La tendinopathie patellaire chronique ou jumper’s knee est une pathologie sportive parfois invalidante pour les athlètes. Moins invasif et avec des suites courtes, le PRP peut présenter une alternative intéressante à la chirurgie dans ces tendinopathies rebelles, résistantes au traitement médical bien conduit incluant physiothérapie, massage transversal profond, AINS et travail dynamique excentrique. Je n’ai retenu aucune étude sérieuse.
Sanchez et al(19) ont étudié, de manière prospective, l’efficacité de l‘injection intra articulaire de PRGF dans la gonarthrose sur 30 patients comparés à un groupe contrôle de 30 patients traités par l’injection intra articulaire d’acide hyaluronique, 3 injections à une semaine d’intervalle, obtenant 33,4% de résultats positifs sur la douleur à 5 semaines dans le groupe PRGF et 10% dans le groupe acide hyaluronique. Les effets bénéfiques à 6 et 12 mois n’ont pas été analysés, relativisant l’intérêt de cette étude.
PRP et dopage
A compter de 2011, l’usage des préparations dérivées des plaquettes (PRP) a été retiré de la liste des interdictions par l’Agence Mondiale Antidopage (AMA), y compris en intramusculaire.
Conclusion
L’utilisation du PRP remonte à près de 30 ans en chirurgie maxillo-faciale.
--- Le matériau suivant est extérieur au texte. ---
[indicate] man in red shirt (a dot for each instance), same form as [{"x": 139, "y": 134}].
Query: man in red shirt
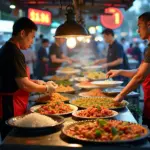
[
  {"x": 15, "y": 83},
  {"x": 142, "y": 74}
]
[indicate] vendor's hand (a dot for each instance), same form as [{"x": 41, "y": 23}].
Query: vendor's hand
[
  {"x": 40, "y": 82},
  {"x": 96, "y": 62},
  {"x": 69, "y": 61},
  {"x": 51, "y": 87},
  {"x": 104, "y": 66},
  {"x": 52, "y": 84},
  {"x": 75, "y": 60},
  {"x": 118, "y": 99},
  {"x": 112, "y": 73}
]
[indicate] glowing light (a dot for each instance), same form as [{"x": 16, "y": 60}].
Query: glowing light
[
  {"x": 98, "y": 38},
  {"x": 92, "y": 30},
  {"x": 53, "y": 30},
  {"x": 112, "y": 21},
  {"x": 40, "y": 16},
  {"x": 12, "y": 6},
  {"x": 80, "y": 38},
  {"x": 71, "y": 43}
]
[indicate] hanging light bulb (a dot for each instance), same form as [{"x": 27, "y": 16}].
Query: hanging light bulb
[
  {"x": 87, "y": 40},
  {"x": 80, "y": 38},
  {"x": 12, "y": 6},
  {"x": 71, "y": 42}
]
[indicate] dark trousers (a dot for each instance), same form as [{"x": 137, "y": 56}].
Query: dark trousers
[
  {"x": 4, "y": 129},
  {"x": 146, "y": 121}
]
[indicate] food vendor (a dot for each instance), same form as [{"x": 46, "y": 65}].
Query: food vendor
[
  {"x": 15, "y": 84},
  {"x": 142, "y": 74}
]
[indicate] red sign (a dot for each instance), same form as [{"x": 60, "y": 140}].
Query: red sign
[
  {"x": 40, "y": 16},
  {"x": 112, "y": 21}
]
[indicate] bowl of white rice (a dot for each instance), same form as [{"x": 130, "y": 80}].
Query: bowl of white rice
[{"x": 35, "y": 121}]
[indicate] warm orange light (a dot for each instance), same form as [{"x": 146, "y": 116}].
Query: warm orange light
[
  {"x": 112, "y": 21},
  {"x": 40, "y": 16}
]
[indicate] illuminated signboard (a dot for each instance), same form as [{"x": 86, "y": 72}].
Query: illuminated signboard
[
  {"x": 40, "y": 16},
  {"x": 112, "y": 21}
]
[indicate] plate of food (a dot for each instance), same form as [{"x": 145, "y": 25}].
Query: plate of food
[
  {"x": 65, "y": 89},
  {"x": 68, "y": 70},
  {"x": 96, "y": 75},
  {"x": 57, "y": 78},
  {"x": 107, "y": 102},
  {"x": 112, "y": 91},
  {"x": 81, "y": 79},
  {"x": 105, "y": 131},
  {"x": 85, "y": 85},
  {"x": 94, "y": 113},
  {"x": 35, "y": 122},
  {"x": 53, "y": 97},
  {"x": 92, "y": 67},
  {"x": 92, "y": 93},
  {"x": 107, "y": 83},
  {"x": 54, "y": 108}
]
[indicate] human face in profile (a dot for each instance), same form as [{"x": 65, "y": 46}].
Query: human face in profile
[
  {"x": 143, "y": 29},
  {"x": 27, "y": 39}
]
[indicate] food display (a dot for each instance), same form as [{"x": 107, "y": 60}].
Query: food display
[
  {"x": 96, "y": 75},
  {"x": 101, "y": 130},
  {"x": 55, "y": 78},
  {"x": 63, "y": 82},
  {"x": 107, "y": 83},
  {"x": 95, "y": 112},
  {"x": 92, "y": 67},
  {"x": 65, "y": 89},
  {"x": 68, "y": 70},
  {"x": 93, "y": 92},
  {"x": 81, "y": 79},
  {"x": 86, "y": 84},
  {"x": 54, "y": 107},
  {"x": 107, "y": 102},
  {"x": 35, "y": 120},
  {"x": 58, "y": 97}
]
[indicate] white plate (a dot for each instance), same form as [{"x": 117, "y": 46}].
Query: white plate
[
  {"x": 84, "y": 94},
  {"x": 74, "y": 108},
  {"x": 107, "y": 84},
  {"x": 86, "y": 86},
  {"x": 115, "y": 113},
  {"x": 80, "y": 79},
  {"x": 69, "y": 72},
  {"x": 91, "y": 67}
]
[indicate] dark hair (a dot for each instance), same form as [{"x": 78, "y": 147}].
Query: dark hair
[
  {"x": 23, "y": 23},
  {"x": 108, "y": 31},
  {"x": 145, "y": 17},
  {"x": 45, "y": 41}
]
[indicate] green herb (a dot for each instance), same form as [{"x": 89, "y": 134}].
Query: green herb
[
  {"x": 114, "y": 131},
  {"x": 98, "y": 133}
]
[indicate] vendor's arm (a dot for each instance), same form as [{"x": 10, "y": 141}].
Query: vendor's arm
[
  {"x": 29, "y": 86},
  {"x": 139, "y": 77},
  {"x": 125, "y": 73},
  {"x": 54, "y": 59},
  {"x": 100, "y": 61},
  {"x": 115, "y": 63}
]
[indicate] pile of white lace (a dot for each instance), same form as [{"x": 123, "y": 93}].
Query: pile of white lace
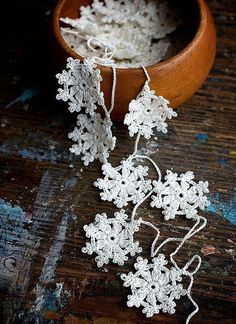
[
  {"x": 158, "y": 284},
  {"x": 133, "y": 33}
]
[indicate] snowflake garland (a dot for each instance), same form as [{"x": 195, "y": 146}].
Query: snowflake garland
[
  {"x": 147, "y": 113},
  {"x": 124, "y": 184},
  {"x": 180, "y": 195},
  {"x": 143, "y": 28},
  {"x": 81, "y": 86},
  {"x": 154, "y": 286},
  {"x": 93, "y": 137},
  {"x": 112, "y": 238}
]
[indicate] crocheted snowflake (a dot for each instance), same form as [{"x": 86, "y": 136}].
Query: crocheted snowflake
[
  {"x": 123, "y": 184},
  {"x": 180, "y": 195},
  {"x": 141, "y": 26},
  {"x": 112, "y": 238},
  {"x": 93, "y": 137},
  {"x": 81, "y": 86},
  {"x": 148, "y": 112},
  {"x": 154, "y": 286}
]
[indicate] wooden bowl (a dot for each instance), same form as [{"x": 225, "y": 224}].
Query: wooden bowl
[{"x": 176, "y": 78}]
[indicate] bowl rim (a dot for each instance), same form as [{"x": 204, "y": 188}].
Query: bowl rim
[{"x": 202, "y": 7}]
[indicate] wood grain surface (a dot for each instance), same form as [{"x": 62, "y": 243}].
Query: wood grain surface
[{"x": 46, "y": 195}]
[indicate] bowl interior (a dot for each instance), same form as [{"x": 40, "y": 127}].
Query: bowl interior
[{"x": 180, "y": 38}]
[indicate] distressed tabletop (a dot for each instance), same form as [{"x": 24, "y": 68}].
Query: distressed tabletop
[{"x": 46, "y": 195}]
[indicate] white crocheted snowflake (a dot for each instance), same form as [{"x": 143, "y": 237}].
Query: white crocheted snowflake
[
  {"x": 81, "y": 86},
  {"x": 154, "y": 286},
  {"x": 148, "y": 112},
  {"x": 112, "y": 238},
  {"x": 123, "y": 184},
  {"x": 180, "y": 195},
  {"x": 93, "y": 137}
]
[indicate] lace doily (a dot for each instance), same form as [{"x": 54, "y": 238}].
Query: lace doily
[
  {"x": 93, "y": 137},
  {"x": 154, "y": 286},
  {"x": 81, "y": 86},
  {"x": 123, "y": 184},
  {"x": 112, "y": 238},
  {"x": 141, "y": 26},
  {"x": 180, "y": 195},
  {"x": 148, "y": 112}
]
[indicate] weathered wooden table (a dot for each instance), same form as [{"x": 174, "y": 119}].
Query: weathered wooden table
[{"x": 47, "y": 195}]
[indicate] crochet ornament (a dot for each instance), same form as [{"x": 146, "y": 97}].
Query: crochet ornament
[
  {"x": 157, "y": 285},
  {"x": 112, "y": 238}
]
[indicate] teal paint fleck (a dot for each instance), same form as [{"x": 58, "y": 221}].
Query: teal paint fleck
[
  {"x": 39, "y": 154},
  {"x": 25, "y": 96},
  {"x": 202, "y": 138},
  {"x": 225, "y": 208},
  {"x": 53, "y": 300},
  {"x": 33, "y": 153},
  {"x": 12, "y": 231}
]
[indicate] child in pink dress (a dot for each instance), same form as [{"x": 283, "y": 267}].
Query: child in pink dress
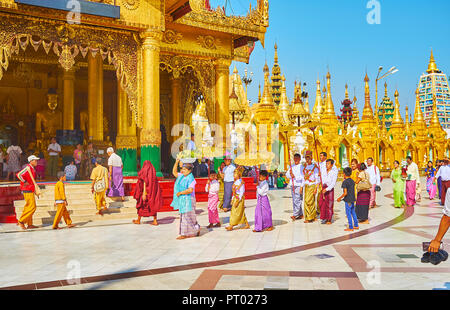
[
  {"x": 40, "y": 168},
  {"x": 213, "y": 187}
]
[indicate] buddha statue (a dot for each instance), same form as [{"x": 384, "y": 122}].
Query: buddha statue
[{"x": 49, "y": 120}]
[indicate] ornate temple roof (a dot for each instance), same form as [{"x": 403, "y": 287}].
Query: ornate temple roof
[{"x": 284, "y": 107}]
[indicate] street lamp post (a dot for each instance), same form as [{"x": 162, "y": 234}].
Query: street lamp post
[{"x": 390, "y": 72}]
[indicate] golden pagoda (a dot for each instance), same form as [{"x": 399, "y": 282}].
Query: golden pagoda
[
  {"x": 138, "y": 64},
  {"x": 276, "y": 78},
  {"x": 317, "y": 109}
]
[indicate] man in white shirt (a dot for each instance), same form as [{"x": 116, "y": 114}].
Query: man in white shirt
[
  {"x": 375, "y": 180},
  {"x": 329, "y": 183},
  {"x": 311, "y": 184},
  {"x": 444, "y": 174},
  {"x": 115, "y": 175},
  {"x": 295, "y": 174},
  {"x": 191, "y": 144},
  {"x": 54, "y": 149},
  {"x": 443, "y": 226},
  {"x": 227, "y": 175},
  {"x": 412, "y": 181}
]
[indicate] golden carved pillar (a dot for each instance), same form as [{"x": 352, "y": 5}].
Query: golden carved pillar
[
  {"x": 126, "y": 141},
  {"x": 176, "y": 104},
  {"x": 222, "y": 67},
  {"x": 68, "y": 99},
  {"x": 151, "y": 133},
  {"x": 95, "y": 97}
]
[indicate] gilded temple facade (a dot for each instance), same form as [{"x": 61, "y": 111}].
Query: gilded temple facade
[
  {"x": 122, "y": 72},
  {"x": 361, "y": 137}
]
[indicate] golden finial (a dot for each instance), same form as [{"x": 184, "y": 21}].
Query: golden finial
[
  {"x": 432, "y": 67},
  {"x": 397, "y": 117},
  {"x": 329, "y": 106},
  {"x": 317, "y": 109},
  {"x": 259, "y": 94},
  {"x": 266, "y": 68},
  {"x": 276, "y": 54},
  {"x": 434, "y": 118}
]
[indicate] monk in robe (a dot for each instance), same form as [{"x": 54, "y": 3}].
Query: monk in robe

Son utilisation s’est largement répandu en traumatologie du sport depuis une dizaine d’années, comme alternative à la chirurgie ou comme adjuvant chirurgical. De nombreuses études ont été réalisées, peu de qualité irréprochable (petites séries, pas de groupe contrôle).
Les risques de complications liées à l’utilisation du PRP sont faibles, d’abord parce le produit, issu du propre sang du patient, n’a pas de risque de rejet ou d’allergie. Le seul risque inhérent à toute injection est infectieux, probablement inférieur à celui des infiltrations de corticoïde du fait des propriétés bactériostatiques du PRP et de l’utilisation d’un matériel en circuit fermé, du prélèvement à l’injection. Quant à l’effet tératogène de l’injection de facteurs de croissance autologues il est tout à fait théorique et jamais observé par les auteurs.
Les concentrés plaquettaires, nous l’avons vu, ne sont pas standardisés, tant sur la concentration en facteurs de croissance, la présence ou non de leucocytes ou de granulocytes, que l’activation ou non par le chlorure de calcium. Les protocoles thérapeutiques sont variables, l’utilisation d’un anesthésique local, le nombre d’injections (1 à 3), le délai entre chaque injection et dans les lésions musculaires le délai par rapport à la lésion initiale sont mal définis. Le guidage radiologique ou échographique du geste est inconstant.
Il est à présent indispensable de mieux connaître la composition des différents concentrés plaquettaires, de comparer leur efficacité, de préciser les protocoles thérapeutiques et de mieux définir les indications. Plusieurs études françaises sont en cours sur l’utilisation du PRP dans les épicondylites latérales, les tendinopathies achilléennes et patellaires, la réparation chirurgicale de la coiffe des rotateurs. Nous attendons avec impatience les publications avant de nous réjouir totalement de ce traitement très prometteur.